Buenos Aires (2b) – La Corte Suprema de Estados Unidos anuló por 6 votos contra 3 los aranceles generalizados que el presidente Donald Trump había impuesto bajo una ley pensada para emergencias nacionales. El fallo no es solo jurídico: es un límite político a la interpretación expansiva del poder ejecutivo en materia comercial y un golpe directo a una de las banderas del republicano.
Trump había convertido los aranceles en el corazón de su estrategia económica y geopolítica. La Casa Blanca defendía el esquema como una vía para recaudar billones de dólares en la próxima década y fortalecer las cuentas públicas. En los hechos, los gravámenes tensionaron cadenas de suministro, encarecieron insumos y recalibraron el comercio global.

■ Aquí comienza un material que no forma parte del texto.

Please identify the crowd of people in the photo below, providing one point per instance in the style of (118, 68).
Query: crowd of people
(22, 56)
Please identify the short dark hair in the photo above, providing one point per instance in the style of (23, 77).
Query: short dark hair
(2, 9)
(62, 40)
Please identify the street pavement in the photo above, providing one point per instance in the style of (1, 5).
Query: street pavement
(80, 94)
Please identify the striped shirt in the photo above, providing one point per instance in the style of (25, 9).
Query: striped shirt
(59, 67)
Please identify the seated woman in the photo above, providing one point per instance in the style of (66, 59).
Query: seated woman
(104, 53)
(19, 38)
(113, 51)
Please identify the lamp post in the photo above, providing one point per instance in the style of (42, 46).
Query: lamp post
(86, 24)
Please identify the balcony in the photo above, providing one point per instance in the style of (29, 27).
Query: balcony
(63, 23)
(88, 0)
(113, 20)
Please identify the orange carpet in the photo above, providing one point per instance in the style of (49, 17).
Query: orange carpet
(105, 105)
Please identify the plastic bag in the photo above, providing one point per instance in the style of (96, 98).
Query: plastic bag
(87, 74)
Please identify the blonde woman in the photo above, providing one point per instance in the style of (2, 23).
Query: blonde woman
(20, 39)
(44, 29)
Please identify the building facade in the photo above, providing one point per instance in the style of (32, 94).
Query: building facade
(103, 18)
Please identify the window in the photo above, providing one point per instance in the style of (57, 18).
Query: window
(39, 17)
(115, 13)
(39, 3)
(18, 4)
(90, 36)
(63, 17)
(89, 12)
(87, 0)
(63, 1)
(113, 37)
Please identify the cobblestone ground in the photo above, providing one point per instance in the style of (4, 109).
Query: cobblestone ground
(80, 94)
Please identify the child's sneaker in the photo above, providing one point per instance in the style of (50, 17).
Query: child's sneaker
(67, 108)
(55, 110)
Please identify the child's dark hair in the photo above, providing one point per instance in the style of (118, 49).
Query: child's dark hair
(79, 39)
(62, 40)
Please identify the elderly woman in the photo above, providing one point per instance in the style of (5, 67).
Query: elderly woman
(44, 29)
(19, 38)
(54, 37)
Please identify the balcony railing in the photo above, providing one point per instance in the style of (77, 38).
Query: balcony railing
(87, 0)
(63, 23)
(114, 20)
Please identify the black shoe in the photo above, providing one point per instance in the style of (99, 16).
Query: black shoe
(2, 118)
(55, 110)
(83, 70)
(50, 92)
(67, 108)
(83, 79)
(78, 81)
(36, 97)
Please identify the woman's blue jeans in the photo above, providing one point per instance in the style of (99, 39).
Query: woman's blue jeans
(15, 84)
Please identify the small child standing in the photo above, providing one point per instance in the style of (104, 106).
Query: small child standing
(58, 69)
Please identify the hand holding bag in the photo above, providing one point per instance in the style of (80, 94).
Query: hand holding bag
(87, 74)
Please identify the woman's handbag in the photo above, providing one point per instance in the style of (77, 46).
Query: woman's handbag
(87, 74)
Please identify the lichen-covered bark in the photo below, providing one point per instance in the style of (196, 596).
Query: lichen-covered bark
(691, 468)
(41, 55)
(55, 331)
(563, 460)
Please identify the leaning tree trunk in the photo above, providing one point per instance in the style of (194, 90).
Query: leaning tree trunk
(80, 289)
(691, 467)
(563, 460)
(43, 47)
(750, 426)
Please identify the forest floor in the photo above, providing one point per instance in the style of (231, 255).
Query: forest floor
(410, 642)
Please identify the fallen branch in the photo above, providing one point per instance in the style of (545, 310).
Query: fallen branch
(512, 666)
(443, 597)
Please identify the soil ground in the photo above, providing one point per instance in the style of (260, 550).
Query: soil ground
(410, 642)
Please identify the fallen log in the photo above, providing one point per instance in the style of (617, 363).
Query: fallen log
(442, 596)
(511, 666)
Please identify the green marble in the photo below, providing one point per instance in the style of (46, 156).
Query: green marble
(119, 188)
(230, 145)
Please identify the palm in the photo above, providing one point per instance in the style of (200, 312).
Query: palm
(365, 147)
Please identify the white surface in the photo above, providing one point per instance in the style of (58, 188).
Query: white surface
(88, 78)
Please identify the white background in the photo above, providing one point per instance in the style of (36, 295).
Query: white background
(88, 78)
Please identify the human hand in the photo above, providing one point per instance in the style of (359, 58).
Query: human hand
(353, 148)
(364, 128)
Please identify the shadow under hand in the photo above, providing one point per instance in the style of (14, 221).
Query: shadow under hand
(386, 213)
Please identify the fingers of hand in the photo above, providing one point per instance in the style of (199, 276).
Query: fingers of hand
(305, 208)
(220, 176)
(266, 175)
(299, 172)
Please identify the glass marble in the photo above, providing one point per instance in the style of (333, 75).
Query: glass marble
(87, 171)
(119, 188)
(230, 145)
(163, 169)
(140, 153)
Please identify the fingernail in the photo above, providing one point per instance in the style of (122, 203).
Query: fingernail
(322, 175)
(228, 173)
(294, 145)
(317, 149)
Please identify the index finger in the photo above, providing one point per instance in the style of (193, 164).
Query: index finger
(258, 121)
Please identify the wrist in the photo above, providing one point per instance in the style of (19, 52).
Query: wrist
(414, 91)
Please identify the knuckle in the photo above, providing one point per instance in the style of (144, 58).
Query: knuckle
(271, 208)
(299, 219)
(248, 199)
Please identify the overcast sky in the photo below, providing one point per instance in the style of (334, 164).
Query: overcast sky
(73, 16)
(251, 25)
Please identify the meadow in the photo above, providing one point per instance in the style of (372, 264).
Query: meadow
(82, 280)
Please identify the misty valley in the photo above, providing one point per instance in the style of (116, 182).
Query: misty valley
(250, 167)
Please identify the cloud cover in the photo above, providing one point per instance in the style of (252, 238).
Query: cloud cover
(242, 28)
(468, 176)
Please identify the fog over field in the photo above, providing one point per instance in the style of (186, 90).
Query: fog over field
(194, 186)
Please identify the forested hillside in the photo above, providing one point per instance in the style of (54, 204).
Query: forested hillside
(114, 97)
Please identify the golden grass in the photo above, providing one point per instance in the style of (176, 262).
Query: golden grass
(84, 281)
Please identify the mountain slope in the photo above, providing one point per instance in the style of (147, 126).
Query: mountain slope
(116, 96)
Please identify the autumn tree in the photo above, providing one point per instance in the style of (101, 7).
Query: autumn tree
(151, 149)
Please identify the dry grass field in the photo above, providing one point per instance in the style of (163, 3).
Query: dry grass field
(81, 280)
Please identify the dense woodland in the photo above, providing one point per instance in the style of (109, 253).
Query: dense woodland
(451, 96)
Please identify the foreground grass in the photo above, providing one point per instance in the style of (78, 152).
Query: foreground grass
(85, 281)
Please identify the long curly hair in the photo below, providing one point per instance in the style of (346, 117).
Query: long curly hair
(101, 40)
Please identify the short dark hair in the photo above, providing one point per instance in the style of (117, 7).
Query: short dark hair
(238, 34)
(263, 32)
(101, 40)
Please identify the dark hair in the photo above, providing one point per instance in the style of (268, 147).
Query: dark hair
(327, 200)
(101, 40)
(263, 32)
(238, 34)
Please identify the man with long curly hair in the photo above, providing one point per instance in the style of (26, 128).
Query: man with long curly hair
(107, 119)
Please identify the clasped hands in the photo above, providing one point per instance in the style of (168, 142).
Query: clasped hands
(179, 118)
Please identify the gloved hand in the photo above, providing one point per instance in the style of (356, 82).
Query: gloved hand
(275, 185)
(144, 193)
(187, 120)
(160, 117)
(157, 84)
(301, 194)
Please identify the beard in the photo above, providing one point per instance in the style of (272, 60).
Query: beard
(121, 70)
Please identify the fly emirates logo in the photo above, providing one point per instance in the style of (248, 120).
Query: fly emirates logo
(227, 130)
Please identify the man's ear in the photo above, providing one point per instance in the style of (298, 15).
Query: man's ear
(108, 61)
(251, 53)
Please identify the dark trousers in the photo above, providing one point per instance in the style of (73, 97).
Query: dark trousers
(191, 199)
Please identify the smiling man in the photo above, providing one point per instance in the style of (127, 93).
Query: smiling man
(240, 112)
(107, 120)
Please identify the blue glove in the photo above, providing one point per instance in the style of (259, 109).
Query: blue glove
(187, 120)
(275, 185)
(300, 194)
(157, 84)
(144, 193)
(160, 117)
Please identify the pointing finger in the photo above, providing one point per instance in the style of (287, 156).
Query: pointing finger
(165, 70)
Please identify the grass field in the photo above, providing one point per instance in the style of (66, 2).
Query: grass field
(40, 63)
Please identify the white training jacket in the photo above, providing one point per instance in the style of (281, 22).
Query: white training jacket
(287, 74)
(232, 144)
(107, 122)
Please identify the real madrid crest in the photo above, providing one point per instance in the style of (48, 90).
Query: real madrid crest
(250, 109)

Ahora el máximo tribunal norteamericano obliga a desarmar o reformular ese andamiaje. No es el fin del proteccionismo, pero sí un mensaje institucional claro: no todo vale en nombre de la “emergencia”.
El impacto excede a Washington. Mercados financieros, exportadores industriales y economías emergentes habían ajustado expectativas frente a la guerra comercial. El fallo abre un período de transición que podría aliviar costos para importadores y consumidores, aunque también generar incertidumbre regulatoria si el Ejecutivo busca atajos legales alternativos.
¿Y desde el sur? Mientras en Estados Unidos la Corte pone freno a decisiones unilaterales, en la Argentina el Gobierno nacional avanza a paso redoblado con reformas estructurales que afectan empleo, industria y producción regional. La diferencia no es menor: allá el máximo tribunal marca límites; acá, el Congreso suele funcionar en modo escribanía.